Hambir Malla Dev (also known as Bir Hambir, Beera Hambeera, and Veer Hambir) was the forty-ninth king of Mallabhum. He ruled from 1565 to 1620 AD.

Personal life
Hambir was the 49th ruler of the Malla dynasty who flourished around 1586 AD and ruled in 16th-17th century, and was a contemporary of the Mughal emperor Akbar. He fought on the side of Akbar against the Afghans and paid an annual tribute to the Mughal governors of Bengal and thus acknowledged their suzerainty.

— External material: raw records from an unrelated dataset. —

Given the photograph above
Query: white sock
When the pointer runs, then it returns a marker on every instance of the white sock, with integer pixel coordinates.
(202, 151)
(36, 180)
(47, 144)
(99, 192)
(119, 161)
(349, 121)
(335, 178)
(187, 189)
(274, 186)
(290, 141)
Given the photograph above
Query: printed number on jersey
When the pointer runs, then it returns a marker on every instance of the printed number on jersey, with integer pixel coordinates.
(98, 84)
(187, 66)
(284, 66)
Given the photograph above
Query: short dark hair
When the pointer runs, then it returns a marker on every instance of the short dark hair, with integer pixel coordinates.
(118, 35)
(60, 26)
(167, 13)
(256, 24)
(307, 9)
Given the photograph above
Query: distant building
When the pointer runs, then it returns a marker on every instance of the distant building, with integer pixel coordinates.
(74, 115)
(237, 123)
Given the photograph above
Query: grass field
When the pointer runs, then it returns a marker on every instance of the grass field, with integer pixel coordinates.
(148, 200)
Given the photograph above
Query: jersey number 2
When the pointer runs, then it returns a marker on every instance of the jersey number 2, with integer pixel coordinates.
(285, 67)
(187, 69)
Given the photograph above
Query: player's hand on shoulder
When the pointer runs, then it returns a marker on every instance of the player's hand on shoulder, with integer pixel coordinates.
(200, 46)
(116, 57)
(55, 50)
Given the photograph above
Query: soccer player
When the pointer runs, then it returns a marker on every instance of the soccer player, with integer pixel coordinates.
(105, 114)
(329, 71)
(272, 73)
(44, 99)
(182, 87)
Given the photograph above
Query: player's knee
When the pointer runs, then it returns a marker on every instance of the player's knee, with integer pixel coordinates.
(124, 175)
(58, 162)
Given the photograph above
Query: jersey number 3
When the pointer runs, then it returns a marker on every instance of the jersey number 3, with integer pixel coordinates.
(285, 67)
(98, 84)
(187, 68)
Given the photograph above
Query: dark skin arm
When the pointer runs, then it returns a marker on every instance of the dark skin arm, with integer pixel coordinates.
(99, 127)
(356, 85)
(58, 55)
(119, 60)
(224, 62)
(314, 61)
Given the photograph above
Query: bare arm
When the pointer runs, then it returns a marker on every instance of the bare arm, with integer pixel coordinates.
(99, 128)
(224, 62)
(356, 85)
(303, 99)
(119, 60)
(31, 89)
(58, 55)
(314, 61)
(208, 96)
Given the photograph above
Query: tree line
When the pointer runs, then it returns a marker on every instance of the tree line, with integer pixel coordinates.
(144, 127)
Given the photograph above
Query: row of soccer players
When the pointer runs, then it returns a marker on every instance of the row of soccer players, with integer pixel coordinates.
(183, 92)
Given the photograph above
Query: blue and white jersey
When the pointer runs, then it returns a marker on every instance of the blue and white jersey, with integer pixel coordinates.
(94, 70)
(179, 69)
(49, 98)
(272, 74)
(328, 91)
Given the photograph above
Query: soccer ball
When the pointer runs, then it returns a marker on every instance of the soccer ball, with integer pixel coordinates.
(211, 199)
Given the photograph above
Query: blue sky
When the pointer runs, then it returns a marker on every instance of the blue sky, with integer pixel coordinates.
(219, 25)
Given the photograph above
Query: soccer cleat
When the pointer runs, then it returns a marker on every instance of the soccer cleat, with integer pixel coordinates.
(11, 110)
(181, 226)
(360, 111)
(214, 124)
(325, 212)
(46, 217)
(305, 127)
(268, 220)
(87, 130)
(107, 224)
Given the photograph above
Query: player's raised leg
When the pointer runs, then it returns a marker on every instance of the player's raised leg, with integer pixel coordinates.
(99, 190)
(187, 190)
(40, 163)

Bir Hambir was a pious man who started following Vaishnavism. A story in two Vaishnava works (Prem-vilasa of Nityananda Das (alias Balaram Das) and Bhakti Ratnakara of Narahari Chakrabarti) recounts the manner in which Srinivasa and other devotees were robbed by Bir Hambir while travelling from Vrindavan to Gaur with a number of Vaishanava manuscripts. However, Bir Hambir was so moved by Srinivasa’s reading of Bhagavata that he converted to Vaishnavism and gave Srinivasa a rich endowment of land and money. He introduced the worship of Madan Mohan to Bishnupur.

Dev Title
During his regime (1565 to 1620), Dev title was suffixed after title Malla and Mallabhum was very safe and secured.

Battle of Mundamala Ghat 
During the Pathan rule of Soleiman Karrani in Gaur, the kingdom of Bishnupur stood in a unique glory in the Rarh region of Bengal. His reckless son Daud Khan Karrani dreamed of seizing the whole of Bengal. In this situation, in 1575 AD, Daud Khan attacked Bishnupur with a large number of Pathan troops.
Revered Fakir Narayan Karmakar Mahasaya writes - "Dawood Khan suddenly came and encamped at a village called Ranisagar near Bishnupur with more than one lakh soldiers and similar ammunition."
 
The people of Ranisagar were embarrassed by the sudden attack of Dawood Khan's army of lakhs. The Bishnupur army was still not ready for battle. At this moment, the heroic prince of Bishnupur, Hambir Malla, started the war by arming the army. The army of Bishnupur, intoxicated with the dream of victory, proceeded to subdue the enemy by worshiping the Maa Mrinmayee, the kuladevi of Mallabhum.
 
The state of Bishnupur had total twelve forts, one of which was the Mundmal fort. Near this Mundmal Garh, the Mallabhum army attacked the Pathan forces. After a fierce battle between the two sides, Hambir Malla defeated the Pathan forces in such a tragic manner that the battlefield at the eastern gate of the fort was filled with the corpses of Pathan soldiers. The defeated Dawood Khan was taken prisoner. He waited for death in a state of siege. But the noble Hambir arranged for his release and reached a safe place.
 
"There were so many corpses of the dead Nawab's soldiers at the eastern gate of the fort that it was called" Mundmalaghat ".
 
It is said that Hambir Malla cut off the heads of the invading Pathan soldiers, made a garland (mundamala) and offered it as a gift to the demon-destroying Maa Mrinmayidevi. He was awarded the title of "Bir Hambir" for accomplishing that difficult task.

Rashmancha

The Rashmancha is a historical building located at Bishnupur. It was commissioned by Malla king Bir Hambir in 1600 CE. During the Vaishnava Ras festival, all the Radha Krishna idols of Bishnupur town used to be brought here to be worshipped by the citizens.

Dal Madal Kaman (Cannon)

During the reign of Bir Hambir the Dal Madal, one of the largest-bored cannons even made, was founded, demonstrating the skill of artisans of that time.  Dal Madal was made by Jagannath Karmakar. "Dal Madal" means "destruction of enemy". 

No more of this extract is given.